November 21, 2023
Good morning. In today’s either/view, we discuss whether there should be a minimum age for class 1 admissions. We also look at the scientific mining prospects in Punjab, among other news.
📰 FEATURE STORY
Should there be a minimum age for class 1 admissions?
Maria Montessori once said early childhood education is the key to the betterment of society. Given how important the early years are for learning and absorbing everything around us, education forms the basis for all that. It starts at the pre-school level, and then we make the leap to formal education in class 1.
However, there has been some recent discussion on what’s the appropriate age to admit kids in class 1. While the government has one point of view, some educators and parents aren’t convinced. The government also has the 2020 National Education Policy (NEP) with particular guidelines.

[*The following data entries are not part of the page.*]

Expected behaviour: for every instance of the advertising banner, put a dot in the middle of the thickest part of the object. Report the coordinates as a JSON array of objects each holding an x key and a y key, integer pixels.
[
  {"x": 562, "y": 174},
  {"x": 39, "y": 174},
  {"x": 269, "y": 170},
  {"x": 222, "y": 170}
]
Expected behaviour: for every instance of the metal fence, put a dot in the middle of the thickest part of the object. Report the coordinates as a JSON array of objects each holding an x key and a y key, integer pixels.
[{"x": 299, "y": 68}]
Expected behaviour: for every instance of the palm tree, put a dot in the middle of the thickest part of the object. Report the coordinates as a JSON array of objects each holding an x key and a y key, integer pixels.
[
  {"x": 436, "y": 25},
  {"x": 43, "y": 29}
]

It’s widely understood that the early years, from birth till about 8, are arguably the most extraordinary period of growth and development in a child’s lifetime. The foundation for all learning is laid during this time and needs to be done right. Research shows us that early learning and childhood education go a long way in reducing the chances of dropouts and improving outcomes.
If we were to look at whether the Constitution’s framers’ faith in the Indian state to provide quality childhood education has been fulfilled, the short answer is no. That doesn’t mean the successive governments haven’t done anything. There was the National Policy of Education (NPE) in 1986.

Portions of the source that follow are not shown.